Ditto!! The major fume ingestion is not recommended for pregnant women!


----------



## Leony (Dec 1, 2005)

Same here, Trisha.

There's nothing wrong with fake nails though, it just not my style I guess.


----------



## Mirtilla (Dec 1, 2005)

Couldn't agree more with you.... How much is that in Usa and in the Uk? A professional service is about € 100 (= $ 117, Â£ 67) in Milan


----------



## CristiGirl (Dec 1, 2005)

My nails are very thin and always break, they never grow long, but my friend gets overlays on her nails, and I'm gonna try it out and see how they look. I never get mine done because of the pain of taking the tips off. I want to try overlay nails, which are gel or acrylic put on your natural nail without the tips, I hear the gel nails look really natural without polish. I think it's cheaper too, like 18.00 (depending where you go)


----------



## divamom (Dec 1, 2005)

Allright, after some pondering I think I am not going to do the fake nails this time... The fumes, and with the baby coming doesn't sound like a smart idea. Knowing me, I will want to rip them off b/c they'd keep getting in the way! I will try giving myself regular manicures, and splurge now and then to get them done professionally. At least it'll save me $$ that I could use on my hobbies, right? :icon_chee


----------



## juliet1985 (Dec 3, 2005)

Here's my history: VERY weak nails that grow fast but are very thin and break so easily. Plus I'm a nail biter!
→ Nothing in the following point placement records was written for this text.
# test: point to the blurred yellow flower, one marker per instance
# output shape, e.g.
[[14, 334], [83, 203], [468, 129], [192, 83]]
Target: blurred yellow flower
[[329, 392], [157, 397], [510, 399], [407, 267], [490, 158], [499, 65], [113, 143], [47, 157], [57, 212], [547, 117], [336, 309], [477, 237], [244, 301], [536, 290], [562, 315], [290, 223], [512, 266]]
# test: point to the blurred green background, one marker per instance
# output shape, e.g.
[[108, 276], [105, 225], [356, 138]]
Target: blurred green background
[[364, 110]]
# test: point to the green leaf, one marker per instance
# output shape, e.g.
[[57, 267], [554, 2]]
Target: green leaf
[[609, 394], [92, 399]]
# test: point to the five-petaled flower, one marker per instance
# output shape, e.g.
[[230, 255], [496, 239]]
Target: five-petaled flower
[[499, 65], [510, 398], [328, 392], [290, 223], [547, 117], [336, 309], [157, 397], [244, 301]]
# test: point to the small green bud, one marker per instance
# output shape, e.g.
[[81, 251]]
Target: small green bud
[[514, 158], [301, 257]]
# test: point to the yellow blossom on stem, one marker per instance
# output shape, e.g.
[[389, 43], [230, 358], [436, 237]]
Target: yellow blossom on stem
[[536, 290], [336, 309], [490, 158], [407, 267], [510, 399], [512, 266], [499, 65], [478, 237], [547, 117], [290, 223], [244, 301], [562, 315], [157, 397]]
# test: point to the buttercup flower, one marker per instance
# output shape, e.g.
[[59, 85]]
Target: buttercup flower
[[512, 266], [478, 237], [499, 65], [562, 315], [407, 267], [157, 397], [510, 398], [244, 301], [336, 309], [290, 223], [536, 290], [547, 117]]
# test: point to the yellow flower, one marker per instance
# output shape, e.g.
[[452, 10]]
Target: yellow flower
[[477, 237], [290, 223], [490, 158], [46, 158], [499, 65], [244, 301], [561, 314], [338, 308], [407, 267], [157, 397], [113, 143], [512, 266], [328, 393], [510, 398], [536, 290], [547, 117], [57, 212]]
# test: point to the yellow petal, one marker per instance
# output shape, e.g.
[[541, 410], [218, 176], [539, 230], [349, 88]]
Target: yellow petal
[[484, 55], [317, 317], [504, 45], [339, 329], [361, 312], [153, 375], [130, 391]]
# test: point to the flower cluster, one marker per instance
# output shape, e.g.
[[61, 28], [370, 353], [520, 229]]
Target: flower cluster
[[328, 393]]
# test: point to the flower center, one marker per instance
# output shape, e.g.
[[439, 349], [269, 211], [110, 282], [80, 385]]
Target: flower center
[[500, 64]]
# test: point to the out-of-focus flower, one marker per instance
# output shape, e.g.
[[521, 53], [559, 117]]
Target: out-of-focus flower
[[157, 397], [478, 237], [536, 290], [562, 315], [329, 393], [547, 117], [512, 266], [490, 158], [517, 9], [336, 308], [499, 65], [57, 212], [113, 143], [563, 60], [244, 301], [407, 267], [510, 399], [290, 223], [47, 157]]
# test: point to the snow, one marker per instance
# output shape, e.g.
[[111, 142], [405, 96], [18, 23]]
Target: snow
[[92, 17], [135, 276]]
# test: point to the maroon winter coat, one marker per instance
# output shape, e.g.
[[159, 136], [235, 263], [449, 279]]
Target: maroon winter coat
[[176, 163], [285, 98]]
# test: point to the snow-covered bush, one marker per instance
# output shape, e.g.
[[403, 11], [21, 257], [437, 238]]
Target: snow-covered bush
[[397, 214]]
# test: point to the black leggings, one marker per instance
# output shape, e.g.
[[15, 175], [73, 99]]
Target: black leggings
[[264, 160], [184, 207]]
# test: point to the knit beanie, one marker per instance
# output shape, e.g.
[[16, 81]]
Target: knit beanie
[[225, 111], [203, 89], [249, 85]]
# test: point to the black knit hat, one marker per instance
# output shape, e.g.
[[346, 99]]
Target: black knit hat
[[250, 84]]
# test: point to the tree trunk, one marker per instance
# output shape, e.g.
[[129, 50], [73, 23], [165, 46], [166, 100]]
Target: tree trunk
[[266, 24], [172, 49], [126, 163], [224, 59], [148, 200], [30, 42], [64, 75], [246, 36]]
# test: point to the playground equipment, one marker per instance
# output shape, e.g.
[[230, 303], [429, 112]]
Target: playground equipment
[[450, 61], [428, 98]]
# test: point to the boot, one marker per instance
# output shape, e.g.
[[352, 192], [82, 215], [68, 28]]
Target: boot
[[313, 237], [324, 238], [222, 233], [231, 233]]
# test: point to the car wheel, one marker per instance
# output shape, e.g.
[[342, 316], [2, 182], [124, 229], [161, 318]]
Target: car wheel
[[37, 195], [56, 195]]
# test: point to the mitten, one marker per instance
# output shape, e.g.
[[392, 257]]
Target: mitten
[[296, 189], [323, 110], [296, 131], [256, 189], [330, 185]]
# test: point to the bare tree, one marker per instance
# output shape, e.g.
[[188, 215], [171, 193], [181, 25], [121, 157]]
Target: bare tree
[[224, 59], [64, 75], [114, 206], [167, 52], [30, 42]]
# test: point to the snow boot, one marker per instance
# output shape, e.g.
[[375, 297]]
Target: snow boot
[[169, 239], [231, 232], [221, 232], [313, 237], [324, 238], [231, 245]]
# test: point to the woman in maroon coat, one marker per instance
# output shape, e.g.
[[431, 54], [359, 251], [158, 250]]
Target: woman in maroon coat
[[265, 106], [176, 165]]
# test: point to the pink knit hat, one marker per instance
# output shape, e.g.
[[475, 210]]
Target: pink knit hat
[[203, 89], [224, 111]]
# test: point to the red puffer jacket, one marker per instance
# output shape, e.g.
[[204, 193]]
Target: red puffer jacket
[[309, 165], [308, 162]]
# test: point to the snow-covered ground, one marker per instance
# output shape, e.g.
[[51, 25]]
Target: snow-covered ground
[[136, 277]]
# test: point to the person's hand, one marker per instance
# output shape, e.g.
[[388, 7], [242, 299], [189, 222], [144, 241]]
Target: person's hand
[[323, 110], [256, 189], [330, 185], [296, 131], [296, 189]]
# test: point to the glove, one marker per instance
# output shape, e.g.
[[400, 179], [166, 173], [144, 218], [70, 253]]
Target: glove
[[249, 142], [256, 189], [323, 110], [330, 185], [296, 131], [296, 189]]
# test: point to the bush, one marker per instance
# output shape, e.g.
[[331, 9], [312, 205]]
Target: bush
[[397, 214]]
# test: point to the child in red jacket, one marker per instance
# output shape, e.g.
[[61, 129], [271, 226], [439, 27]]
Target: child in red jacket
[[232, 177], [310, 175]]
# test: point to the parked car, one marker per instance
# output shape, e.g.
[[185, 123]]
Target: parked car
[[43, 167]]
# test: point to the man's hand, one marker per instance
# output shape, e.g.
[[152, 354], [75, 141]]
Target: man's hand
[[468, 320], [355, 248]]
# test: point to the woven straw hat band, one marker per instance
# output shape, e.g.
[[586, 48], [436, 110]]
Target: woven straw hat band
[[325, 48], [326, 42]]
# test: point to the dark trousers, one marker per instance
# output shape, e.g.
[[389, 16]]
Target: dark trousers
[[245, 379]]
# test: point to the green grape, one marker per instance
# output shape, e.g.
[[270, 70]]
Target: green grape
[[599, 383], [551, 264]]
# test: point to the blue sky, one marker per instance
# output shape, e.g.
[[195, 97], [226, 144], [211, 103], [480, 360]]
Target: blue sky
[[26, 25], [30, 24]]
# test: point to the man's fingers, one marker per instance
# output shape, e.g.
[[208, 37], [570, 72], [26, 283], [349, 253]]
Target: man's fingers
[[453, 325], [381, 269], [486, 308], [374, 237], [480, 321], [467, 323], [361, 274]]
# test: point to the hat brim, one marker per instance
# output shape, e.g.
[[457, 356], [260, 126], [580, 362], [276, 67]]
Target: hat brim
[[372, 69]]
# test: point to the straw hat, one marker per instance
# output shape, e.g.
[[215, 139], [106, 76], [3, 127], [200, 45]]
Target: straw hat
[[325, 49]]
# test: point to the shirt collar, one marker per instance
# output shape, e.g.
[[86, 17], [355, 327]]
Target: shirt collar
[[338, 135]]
For my 14th birthday my mum gave me 'nails' as a present hehe - so I started getting gels done and filling them in around every 3 weeks for 3 years (luckily my mum kept on paying the refills for me). My experience with gels is that they break so easily and I found that they looked so fake and thick on my hands but most of all it was costing me so much cause I was in the salon all the time getting my nails fixed from breakages. (The gel the technician used was by a brand called Trosani).

I later switched to acrylics for 2 years (EzFlow brand) which I favoured to gels because they were much stronger and I refilled every 3 1/2 weeks approx.

I then gave my nails a 1 1/2 yr break and grew them long but they kept on breaking and had to keep cutting them short, and during times of stress I used to bite them all off.

So here I am again getting fake nails. I went in last month and got sculptured acrylic nails (by Creatives) and was surprised that they do not use a tip so that makes the nail less prone to breakages. I totally love these nails and I got them done using glossy white acrylic for a permanent french manicure effect so while my nails are growing out they are still looking good cause I have no chipped polish or anything. In fact it has been 4 weeks since I did them and am going in for a refill next week and no breakages! And they don't look bad at all! I like my nails to be natural looking as possible cause I hate it when they look fake and thick and normally get them shaped in between square and round.


----------



## NaturalSiren (Dec 3, 2005)

I enjoy wearing acrylic nails, my polish doesn't chip off, and, if I break one the break isn't down in the nail bed where my real nails would break, so it doesn't hurt! 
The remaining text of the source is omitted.